Le lendemain des élections, il faisait gris à New York City. Le ciel laissait tomber quelques gouttes de pluie; un peu comme les larmes que plusieurs ont versées mercredi. La ville semblait au ralenti, car je n'entendais pas les nombreux klaxons habituels. New York se réveillait d'un cauchemar devenu réalité.
Mercredi, je monte à bord de mon wagon de métro, regardant les mines basses des autres voyageurs. J'ai envie de leur demander : « Mais qu'est-ce qui a bien pu se passer? ». J’aimerais que ces quidams me donnent les réponses aux questions qu'eux-mêmes se posent.
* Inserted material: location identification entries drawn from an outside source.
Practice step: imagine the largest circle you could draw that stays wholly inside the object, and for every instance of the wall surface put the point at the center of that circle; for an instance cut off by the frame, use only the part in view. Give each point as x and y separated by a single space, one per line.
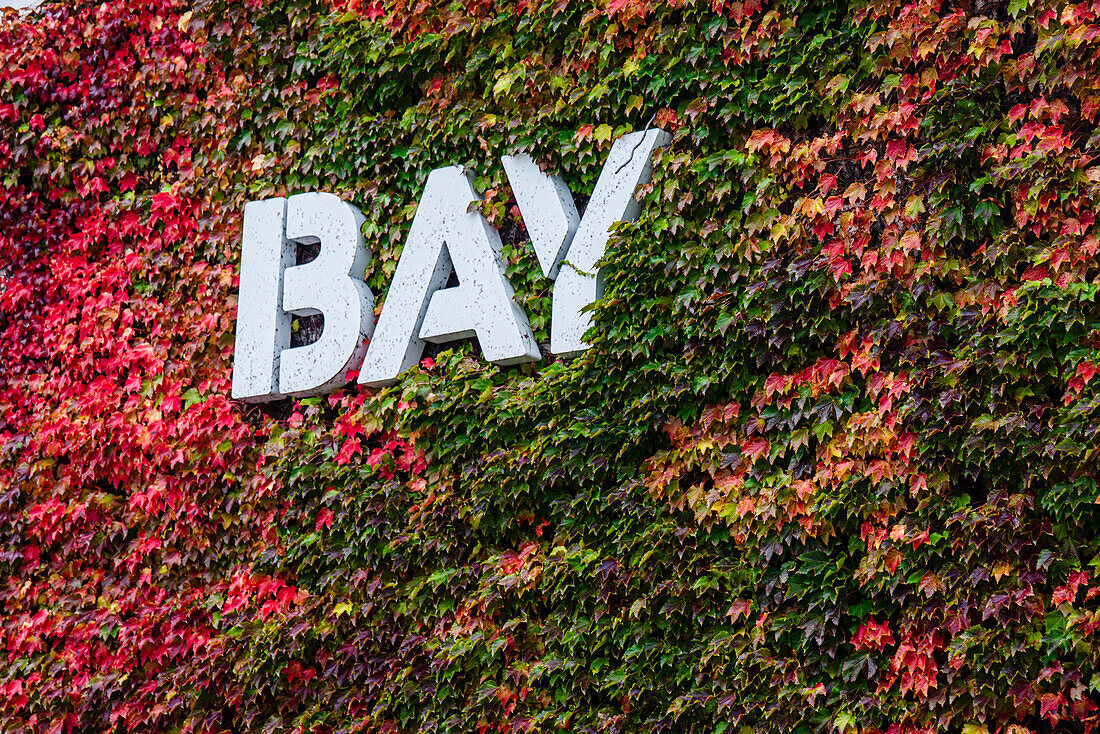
829 463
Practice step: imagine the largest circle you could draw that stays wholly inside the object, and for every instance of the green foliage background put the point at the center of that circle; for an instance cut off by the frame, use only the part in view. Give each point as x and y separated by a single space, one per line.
829 464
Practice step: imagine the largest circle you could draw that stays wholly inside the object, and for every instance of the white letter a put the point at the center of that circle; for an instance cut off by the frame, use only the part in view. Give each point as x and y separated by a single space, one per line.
447 234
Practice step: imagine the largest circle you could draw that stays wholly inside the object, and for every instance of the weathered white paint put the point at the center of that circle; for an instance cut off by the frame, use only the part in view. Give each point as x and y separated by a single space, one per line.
263 328
547 207
331 285
446 234
579 283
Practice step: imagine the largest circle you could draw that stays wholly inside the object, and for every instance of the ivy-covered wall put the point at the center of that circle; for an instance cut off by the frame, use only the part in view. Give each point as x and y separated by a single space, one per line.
831 464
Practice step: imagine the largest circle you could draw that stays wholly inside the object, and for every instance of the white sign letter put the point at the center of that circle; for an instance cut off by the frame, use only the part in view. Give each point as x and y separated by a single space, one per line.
273 287
331 285
549 215
263 328
447 236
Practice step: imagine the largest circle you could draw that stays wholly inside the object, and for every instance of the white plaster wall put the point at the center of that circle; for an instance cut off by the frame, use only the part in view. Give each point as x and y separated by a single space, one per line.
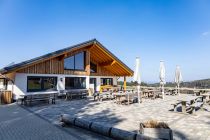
20 85
98 80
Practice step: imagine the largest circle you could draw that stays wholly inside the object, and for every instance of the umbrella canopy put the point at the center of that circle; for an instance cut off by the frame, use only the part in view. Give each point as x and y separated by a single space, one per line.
162 73
136 77
178 75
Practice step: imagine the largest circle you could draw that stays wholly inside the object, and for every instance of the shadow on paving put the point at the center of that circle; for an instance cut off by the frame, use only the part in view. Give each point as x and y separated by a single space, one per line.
20 123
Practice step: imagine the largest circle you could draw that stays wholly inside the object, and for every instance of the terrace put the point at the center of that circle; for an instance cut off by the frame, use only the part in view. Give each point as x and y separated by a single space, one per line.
128 117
Contrairement à mon habitude, je n'écoute pas de musique en me rendant au travail. J'ai envie d'écouter le désarroi de mes compatriotes new-yorkais. Un lourd silence qui ne couvre pas souvent cette ville. Nombreux sont ceux qui craignent d'être expulsés du pays : mon amie tibétaine m’appelle en pleurant pour m'annoncer que son copain s'était vu refuser la fameuse green card. Juste avant Trump. Ils leur faut réévaluer leur avenir, faire de nouveaux plans de carrière et de vie, « parce qu’avec Trump, qui sait? », m’a-t-elle avoué. La peur est palpable dans sa voix.
Au boulot, j’entends tous les types de réactions possibles autour de la machine à café : des dévastés aux cyniques, en passant par les optimistes. Ce sont eux, les plus nombreux. La résilience américaine a de quoi étonner et la phrase qu’on me répète est : « Il faut se battre encore plus fort. On ne le laissera pas faire comme il veut. » Je voudrais être aussi confiante qu'eux, mais la morosité ambiante sape mes efforts.
Je suis de celles qui avaient foi en Hillary et qui ne pouvaient pas s'imaginer que Trump gagnerait. J'étais probablement naïve de croire que j'allais vivre de l'intérieur ce beau moment historique que de voir une femme être élue présidente des États-Unis. Mon cœur de femme saigne de toutes ces batailles perdues.
Cependant, au travers de cette grisaille, j'entrevois un filet de lumière. Quand j'entends les voix s'unir et s'élever autour de moi; quand je vois des enfants s'ouvrir aux différences. Je veux croire qu'il reste « du bon monde », que les humains peuvent changer et devenir meilleurs. Il reste encore beaucoup à faire et probablement plus que je ne voudrais le croire. Mais mes collègues américains m'ont convaincue : il faut se relever encore et encore.
Une fois le choc passé, je reprends mon bouclier et je retourne faire la guerre à l'ignorance.